Please be sensible when drawing conclusions from this simple comparison. The fact that Maven's pom.xml is several times bigger than Gradle's build.gradle doesn't mean that Gradle is few times better! (Well, in fact it is, but for many other reasons). For example when running the Maven version one can easily generate a project site which is not possible when running presented Gradle build.

Presentation

There is also a short presentation available if you are interested:

Links

Arbitrary code in Polyglot Maven

Tomek, awesome comparison. Specially the presentation.
Tell me, do you have any idea when arbitrary code that I write in pom.groovy (for example) executes?

Thanks!
Baruch

my knowledge of polyglot maven is very limited

sorry, can't help you, my knowledge of polyglot maven is very limited

--
Cheers,
Tomek

A more "fair" comparison

With maven you can use properties instead of "<build>...</build>" :

<properties>
<maven.compiler.target>1.6</maven.compiler.target>
<maven.compiler.source>1.6</maven.compiler.source>
</properties>

Or with polyglot :

properties {
'maven.compiler.target' '1.6'
'maven.compiler.source' '1.6'
}

And now, polyglot isn't that far from graddle.
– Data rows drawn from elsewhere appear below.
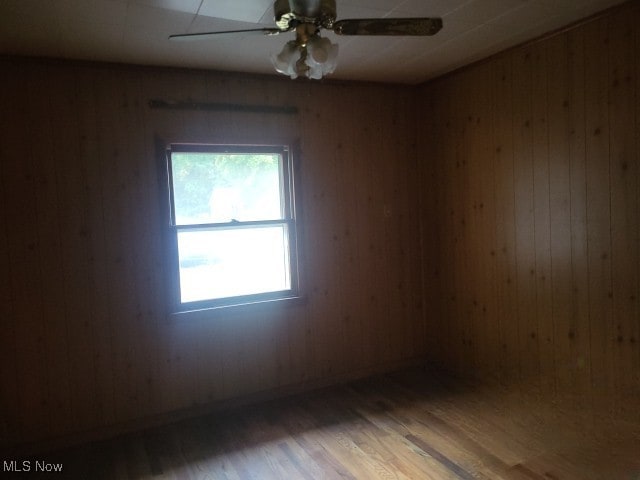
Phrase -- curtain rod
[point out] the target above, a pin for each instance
(222, 107)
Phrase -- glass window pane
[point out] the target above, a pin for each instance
(221, 187)
(222, 263)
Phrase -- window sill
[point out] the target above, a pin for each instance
(267, 306)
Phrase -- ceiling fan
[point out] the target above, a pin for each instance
(311, 55)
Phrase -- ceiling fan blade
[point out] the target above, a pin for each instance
(388, 26)
(203, 36)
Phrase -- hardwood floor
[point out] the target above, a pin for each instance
(406, 425)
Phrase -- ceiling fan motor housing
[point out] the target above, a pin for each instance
(289, 13)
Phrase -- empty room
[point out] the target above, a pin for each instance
(312, 239)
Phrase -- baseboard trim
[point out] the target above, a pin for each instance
(143, 423)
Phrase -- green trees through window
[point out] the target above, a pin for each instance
(232, 215)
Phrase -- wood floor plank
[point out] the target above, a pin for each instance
(413, 424)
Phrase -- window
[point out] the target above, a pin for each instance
(233, 221)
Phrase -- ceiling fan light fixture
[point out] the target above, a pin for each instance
(311, 57)
(285, 62)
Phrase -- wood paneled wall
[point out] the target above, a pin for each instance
(532, 232)
(86, 339)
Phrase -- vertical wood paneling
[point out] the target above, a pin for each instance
(525, 214)
(579, 332)
(598, 209)
(31, 417)
(504, 193)
(560, 208)
(563, 160)
(85, 317)
(624, 213)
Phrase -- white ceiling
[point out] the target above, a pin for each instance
(136, 31)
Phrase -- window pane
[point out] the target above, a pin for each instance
(221, 187)
(222, 263)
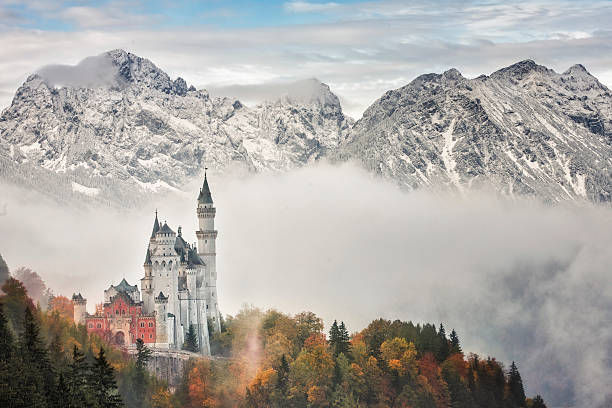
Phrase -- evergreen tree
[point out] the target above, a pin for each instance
(79, 390)
(191, 340)
(38, 379)
(6, 337)
(9, 365)
(459, 392)
(443, 346)
(4, 272)
(339, 339)
(515, 387)
(282, 379)
(455, 346)
(536, 402)
(104, 386)
(343, 340)
(334, 338)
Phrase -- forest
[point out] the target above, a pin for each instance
(260, 359)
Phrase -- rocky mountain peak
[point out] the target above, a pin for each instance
(452, 74)
(520, 70)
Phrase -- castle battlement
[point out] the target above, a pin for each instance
(172, 266)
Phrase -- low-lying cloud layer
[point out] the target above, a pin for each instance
(92, 72)
(518, 280)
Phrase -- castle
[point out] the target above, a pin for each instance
(179, 289)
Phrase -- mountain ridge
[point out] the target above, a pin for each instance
(524, 129)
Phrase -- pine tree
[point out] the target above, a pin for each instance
(191, 340)
(515, 387)
(455, 346)
(343, 340)
(537, 402)
(104, 386)
(4, 272)
(334, 338)
(38, 379)
(9, 365)
(443, 346)
(79, 373)
(6, 338)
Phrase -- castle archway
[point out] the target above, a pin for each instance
(119, 338)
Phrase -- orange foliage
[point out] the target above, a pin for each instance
(430, 378)
(200, 392)
(161, 399)
(317, 397)
(63, 306)
(261, 387)
(459, 364)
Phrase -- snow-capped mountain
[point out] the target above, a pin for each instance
(525, 130)
(116, 125)
(119, 117)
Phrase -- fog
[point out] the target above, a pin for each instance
(518, 280)
(92, 72)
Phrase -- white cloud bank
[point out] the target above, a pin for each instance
(518, 280)
(361, 51)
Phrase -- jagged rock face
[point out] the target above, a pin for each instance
(525, 130)
(126, 127)
(144, 128)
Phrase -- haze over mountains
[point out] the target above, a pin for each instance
(116, 126)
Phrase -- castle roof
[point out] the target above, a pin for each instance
(205, 197)
(125, 287)
(165, 229)
(180, 246)
(155, 226)
(193, 258)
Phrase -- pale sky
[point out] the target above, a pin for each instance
(361, 49)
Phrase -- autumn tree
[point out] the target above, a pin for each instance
(63, 306)
(516, 392)
(455, 347)
(191, 340)
(312, 370)
(4, 271)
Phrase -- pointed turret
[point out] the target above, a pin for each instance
(155, 226)
(205, 197)
(148, 257)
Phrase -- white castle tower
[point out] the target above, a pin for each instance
(180, 280)
(207, 236)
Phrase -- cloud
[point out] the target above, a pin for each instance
(518, 280)
(92, 72)
(365, 50)
(308, 7)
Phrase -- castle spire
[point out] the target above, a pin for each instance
(155, 225)
(205, 197)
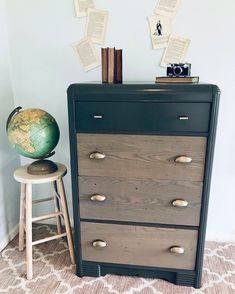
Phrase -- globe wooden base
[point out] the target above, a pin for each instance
(42, 167)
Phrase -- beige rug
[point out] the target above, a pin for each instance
(54, 274)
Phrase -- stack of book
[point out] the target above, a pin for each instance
(111, 65)
(177, 79)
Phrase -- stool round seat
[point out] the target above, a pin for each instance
(21, 175)
(60, 213)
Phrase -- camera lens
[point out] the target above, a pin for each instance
(177, 70)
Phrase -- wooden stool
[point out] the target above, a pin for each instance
(21, 175)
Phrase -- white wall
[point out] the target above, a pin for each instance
(9, 196)
(43, 65)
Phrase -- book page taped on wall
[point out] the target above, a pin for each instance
(81, 7)
(176, 50)
(167, 7)
(97, 25)
(160, 29)
(87, 54)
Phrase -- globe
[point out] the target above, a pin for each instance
(32, 132)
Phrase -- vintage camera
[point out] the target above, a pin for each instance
(178, 69)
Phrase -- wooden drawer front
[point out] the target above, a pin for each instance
(138, 245)
(140, 117)
(139, 200)
(139, 156)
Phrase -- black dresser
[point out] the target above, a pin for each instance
(141, 160)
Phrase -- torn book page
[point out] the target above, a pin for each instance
(160, 29)
(167, 7)
(176, 50)
(81, 7)
(87, 54)
(97, 25)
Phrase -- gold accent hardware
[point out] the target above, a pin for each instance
(97, 155)
(177, 249)
(183, 159)
(179, 203)
(98, 198)
(99, 243)
(183, 118)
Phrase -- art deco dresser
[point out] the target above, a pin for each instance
(141, 160)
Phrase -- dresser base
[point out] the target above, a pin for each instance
(178, 277)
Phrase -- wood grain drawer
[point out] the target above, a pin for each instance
(141, 156)
(138, 245)
(139, 200)
(140, 117)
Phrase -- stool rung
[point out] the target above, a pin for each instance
(46, 216)
(42, 200)
(49, 239)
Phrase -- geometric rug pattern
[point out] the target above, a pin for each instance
(53, 272)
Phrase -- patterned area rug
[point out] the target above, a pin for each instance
(54, 274)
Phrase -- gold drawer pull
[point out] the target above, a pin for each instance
(179, 203)
(183, 159)
(99, 243)
(183, 117)
(177, 249)
(97, 155)
(98, 198)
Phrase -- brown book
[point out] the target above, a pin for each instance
(104, 58)
(118, 64)
(111, 65)
(177, 80)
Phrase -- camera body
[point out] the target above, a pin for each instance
(178, 69)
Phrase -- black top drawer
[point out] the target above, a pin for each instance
(141, 117)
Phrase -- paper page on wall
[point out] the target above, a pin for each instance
(167, 7)
(160, 29)
(87, 54)
(81, 7)
(97, 25)
(176, 50)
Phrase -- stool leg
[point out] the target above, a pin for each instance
(57, 207)
(60, 187)
(22, 216)
(29, 259)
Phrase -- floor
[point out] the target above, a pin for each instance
(54, 274)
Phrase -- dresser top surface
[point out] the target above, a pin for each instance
(143, 91)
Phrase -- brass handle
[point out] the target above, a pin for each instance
(183, 117)
(183, 159)
(179, 203)
(98, 198)
(97, 155)
(177, 249)
(99, 243)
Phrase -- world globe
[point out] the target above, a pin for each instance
(33, 132)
And remember that graddle compiles with java 1.5, so to be really fair, you should set "sourceCompatibility" and "targetCompatibility" to 1.6

changes introduced

Hello,

I introduced the changes you requested.

It occured that maven 3 uses java 1.6 by default so no need for properties so I splitted "maven" into "maven 2" and "maven 3" and treat them separately. Seems like gradle also uses 1.6 by default.

--
cheers,
Tomek

interesting, thanks

> With maven you can use properties instead of "..." :
I was not aware of this. Thanks.

Regarding 1.5 and 1.6. Right, it would be more fair if I used 1.6. I took 1.5 without much thinking about it - I simply assumed that 1.5 is the most widely used right now.

I will update the code and the post, but unfortunately my laptop is broken and will have to wait till its fixed before I can do this.
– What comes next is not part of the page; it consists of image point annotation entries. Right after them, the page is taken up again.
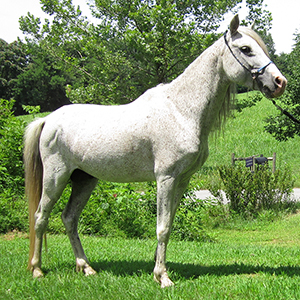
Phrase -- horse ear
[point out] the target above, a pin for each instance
(234, 24)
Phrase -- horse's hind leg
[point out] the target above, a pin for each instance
(82, 187)
(53, 187)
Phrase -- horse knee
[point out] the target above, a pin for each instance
(69, 222)
(41, 223)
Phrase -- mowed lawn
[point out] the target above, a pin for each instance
(244, 135)
(258, 262)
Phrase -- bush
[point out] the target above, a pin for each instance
(13, 208)
(250, 193)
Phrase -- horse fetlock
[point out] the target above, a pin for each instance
(83, 266)
(37, 273)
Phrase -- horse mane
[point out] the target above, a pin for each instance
(229, 99)
(226, 108)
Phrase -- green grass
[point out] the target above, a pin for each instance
(260, 263)
(244, 135)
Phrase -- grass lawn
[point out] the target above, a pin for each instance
(258, 262)
(244, 135)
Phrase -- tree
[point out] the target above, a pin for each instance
(280, 126)
(13, 62)
(41, 83)
(136, 45)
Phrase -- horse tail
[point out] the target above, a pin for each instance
(33, 175)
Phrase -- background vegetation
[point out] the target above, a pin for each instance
(236, 251)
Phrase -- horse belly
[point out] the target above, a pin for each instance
(119, 162)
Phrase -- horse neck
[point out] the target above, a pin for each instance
(201, 89)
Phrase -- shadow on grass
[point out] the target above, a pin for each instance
(188, 271)
(178, 270)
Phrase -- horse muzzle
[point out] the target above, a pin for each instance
(277, 89)
(280, 83)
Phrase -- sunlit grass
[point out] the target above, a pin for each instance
(261, 262)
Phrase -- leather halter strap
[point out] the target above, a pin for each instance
(254, 72)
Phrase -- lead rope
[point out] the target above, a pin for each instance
(255, 74)
(289, 115)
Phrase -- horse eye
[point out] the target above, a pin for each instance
(246, 50)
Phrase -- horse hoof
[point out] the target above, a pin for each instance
(164, 281)
(37, 273)
(89, 271)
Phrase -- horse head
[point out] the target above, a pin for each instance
(247, 62)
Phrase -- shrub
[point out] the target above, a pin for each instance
(13, 208)
(250, 193)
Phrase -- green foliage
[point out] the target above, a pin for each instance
(250, 193)
(249, 101)
(13, 62)
(134, 46)
(279, 125)
(13, 214)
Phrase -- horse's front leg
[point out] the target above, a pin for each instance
(168, 198)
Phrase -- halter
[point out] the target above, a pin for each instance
(254, 72)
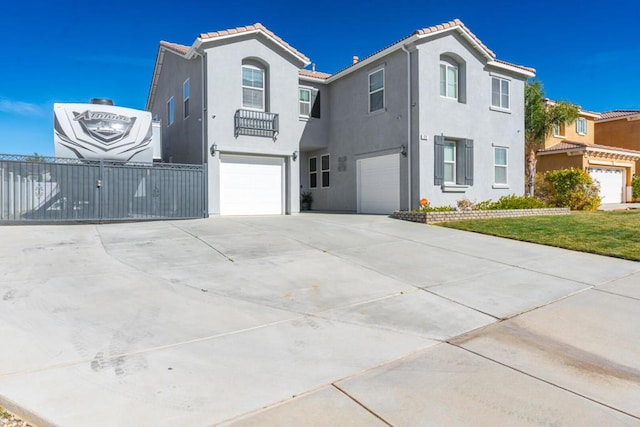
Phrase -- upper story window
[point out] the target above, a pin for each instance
(170, 111)
(253, 88)
(449, 162)
(185, 97)
(448, 80)
(304, 101)
(313, 172)
(324, 160)
(376, 90)
(500, 165)
(500, 93)
(453, 162)
(581, 126)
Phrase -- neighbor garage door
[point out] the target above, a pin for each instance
(251, 185)
(611, 183)
(378, 184)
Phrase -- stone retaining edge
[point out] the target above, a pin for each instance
(429, 217)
Thank you for you comment.

--
Tomek Kaczanowski

Not updated

Your code still isn't updated to reflect the use of 1.6. :-)

true, totally forgot about this one :(

oh my, this never made it to my "ToDo" list and I forgot to fix it

Optimization

Please note that, at least for the XML format but I suppose this is the case of all Maven Polyglot formats, the groupId org.apache.maven.plugins is optional as it is the default assumed by Maven

usually you add groupId, don't you?

You are right, groupId is not required, but at the same time you usually specify it explicitly, don't you? BTW. it could be also omitted for Gradle but I think it is a bad idea to omit this, so I will leave it the way it is.

Thanks for comment.

--
Tomek Kaczanowski

PolyglotMaven Atom Grammar

The POM in the Atom format created by Dhanji Prasanna @ Google would be as follows:

repositories << "http://maven.org/central"
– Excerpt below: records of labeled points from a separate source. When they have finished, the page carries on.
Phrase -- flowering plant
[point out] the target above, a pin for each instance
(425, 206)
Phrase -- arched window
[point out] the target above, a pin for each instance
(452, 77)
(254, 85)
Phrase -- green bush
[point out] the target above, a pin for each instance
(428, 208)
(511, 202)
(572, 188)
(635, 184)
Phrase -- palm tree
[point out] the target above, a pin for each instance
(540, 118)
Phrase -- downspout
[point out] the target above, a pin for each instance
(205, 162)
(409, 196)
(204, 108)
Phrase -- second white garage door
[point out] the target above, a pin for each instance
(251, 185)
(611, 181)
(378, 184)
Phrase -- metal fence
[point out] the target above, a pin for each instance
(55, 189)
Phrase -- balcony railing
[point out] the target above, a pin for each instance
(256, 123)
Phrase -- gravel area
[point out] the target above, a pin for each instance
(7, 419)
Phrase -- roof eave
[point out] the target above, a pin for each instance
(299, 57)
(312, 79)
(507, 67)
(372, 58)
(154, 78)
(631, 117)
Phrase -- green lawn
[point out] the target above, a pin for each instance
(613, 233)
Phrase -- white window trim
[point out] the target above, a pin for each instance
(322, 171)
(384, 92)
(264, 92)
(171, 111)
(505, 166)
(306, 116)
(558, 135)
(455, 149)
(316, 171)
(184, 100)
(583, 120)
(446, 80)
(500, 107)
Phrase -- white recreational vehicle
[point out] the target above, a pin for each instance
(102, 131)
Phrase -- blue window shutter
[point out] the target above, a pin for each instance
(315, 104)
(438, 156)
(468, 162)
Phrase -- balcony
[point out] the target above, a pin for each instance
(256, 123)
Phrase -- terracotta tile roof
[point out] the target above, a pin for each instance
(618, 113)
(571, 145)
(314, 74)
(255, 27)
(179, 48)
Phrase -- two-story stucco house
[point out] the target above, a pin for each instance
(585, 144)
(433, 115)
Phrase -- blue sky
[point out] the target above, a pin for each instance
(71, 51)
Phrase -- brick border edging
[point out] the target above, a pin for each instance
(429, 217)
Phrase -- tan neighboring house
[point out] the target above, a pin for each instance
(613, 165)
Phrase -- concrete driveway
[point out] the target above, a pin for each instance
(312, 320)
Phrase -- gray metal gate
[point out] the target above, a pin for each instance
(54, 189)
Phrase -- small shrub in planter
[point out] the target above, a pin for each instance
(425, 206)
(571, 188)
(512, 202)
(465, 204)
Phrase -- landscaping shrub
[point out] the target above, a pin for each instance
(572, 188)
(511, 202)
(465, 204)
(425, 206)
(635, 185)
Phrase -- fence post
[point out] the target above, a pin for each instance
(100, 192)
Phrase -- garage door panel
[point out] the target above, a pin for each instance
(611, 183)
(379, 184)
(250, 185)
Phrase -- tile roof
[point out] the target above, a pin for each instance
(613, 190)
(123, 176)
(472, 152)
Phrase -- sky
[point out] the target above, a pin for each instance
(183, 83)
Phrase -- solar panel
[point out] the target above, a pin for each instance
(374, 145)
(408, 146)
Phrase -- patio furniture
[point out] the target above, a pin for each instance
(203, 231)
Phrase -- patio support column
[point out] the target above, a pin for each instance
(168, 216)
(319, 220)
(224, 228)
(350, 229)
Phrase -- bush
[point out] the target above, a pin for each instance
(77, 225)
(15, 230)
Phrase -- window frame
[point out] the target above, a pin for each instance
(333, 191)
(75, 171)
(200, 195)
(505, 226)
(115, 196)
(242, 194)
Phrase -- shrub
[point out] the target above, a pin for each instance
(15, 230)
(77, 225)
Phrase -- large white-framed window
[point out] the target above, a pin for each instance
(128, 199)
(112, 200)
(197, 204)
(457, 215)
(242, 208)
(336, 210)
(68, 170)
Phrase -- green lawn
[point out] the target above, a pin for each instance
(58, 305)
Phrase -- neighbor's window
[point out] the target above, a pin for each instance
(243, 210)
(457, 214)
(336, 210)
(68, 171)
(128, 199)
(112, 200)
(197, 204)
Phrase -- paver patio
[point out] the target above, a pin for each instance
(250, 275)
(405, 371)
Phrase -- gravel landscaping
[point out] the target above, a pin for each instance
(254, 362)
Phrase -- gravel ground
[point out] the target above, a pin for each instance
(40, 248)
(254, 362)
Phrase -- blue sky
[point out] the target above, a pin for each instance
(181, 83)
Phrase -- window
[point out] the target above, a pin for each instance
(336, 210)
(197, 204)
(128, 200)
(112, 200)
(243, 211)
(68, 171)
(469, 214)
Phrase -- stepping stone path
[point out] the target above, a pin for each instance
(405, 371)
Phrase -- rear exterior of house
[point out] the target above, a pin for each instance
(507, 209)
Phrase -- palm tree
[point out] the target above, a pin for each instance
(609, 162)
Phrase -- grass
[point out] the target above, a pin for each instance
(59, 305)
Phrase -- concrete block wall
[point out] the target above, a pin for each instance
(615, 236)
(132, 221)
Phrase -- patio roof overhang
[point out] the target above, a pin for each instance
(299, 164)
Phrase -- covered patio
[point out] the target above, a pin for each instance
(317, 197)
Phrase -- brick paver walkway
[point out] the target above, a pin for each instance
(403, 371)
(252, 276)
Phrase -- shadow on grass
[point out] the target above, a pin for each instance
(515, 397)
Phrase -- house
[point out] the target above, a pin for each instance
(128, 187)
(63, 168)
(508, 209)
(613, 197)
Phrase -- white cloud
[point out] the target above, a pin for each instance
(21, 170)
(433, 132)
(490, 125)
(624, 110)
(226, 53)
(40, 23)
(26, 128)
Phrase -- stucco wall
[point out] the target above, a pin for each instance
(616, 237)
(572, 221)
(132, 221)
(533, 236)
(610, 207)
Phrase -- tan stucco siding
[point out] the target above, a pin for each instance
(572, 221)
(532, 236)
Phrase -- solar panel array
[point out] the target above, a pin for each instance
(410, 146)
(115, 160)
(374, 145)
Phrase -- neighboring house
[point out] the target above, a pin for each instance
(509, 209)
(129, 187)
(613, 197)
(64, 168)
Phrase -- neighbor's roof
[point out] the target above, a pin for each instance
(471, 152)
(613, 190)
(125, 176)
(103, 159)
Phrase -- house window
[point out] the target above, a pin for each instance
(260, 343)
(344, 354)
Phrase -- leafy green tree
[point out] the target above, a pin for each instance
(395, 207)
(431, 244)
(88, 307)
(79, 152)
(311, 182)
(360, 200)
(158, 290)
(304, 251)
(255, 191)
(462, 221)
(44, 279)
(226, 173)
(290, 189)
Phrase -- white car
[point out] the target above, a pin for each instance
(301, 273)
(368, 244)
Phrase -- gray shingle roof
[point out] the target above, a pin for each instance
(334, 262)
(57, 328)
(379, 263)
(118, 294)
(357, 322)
project "Google Guice" @ "http://code.google.com/p/google-guice"
id: com.google.inject:guice:2.0-SNAPSHOT
deps: [ commons-lang:commons-lang:2.5 junit:junit:4.0:test ]

PolyglotMaven 1.0 will be released on December 1st, and will include support for the Atom format.

Interesting

The comparison is interesting, but a bit unjust. Well, you warned...
The article shows the interest of CoC, that's why Ant looses by a large margin.
But it could have been interesting also to compare the tools on a custom setting: having the library files on a local, distinct place (not automatically downloaded), having a custom directory structure. It would have been fairer to Ant and at the same time, shown the capabilities of the tools to handle these cases.

CoC is perfect for new projects: as you wrote, the conventions are no-nonsense, and diverging from them would require good reasons...
But sometime you have to write build scripts for existing projects, and in some shops (like mine), they don't see lightly major refactorings... So you have to adapt to the existing layout and usages.
I wonder if Maven is flexible with regard to this constraint?

I explored a bit the capabilities of Gradle with regard to this flexibility: Building and running Scala programs with Gradle
I like it, and I suppose I will learn to omit more stuff, relying more on defaults. But I appreciate we can override these defaults if we want/need!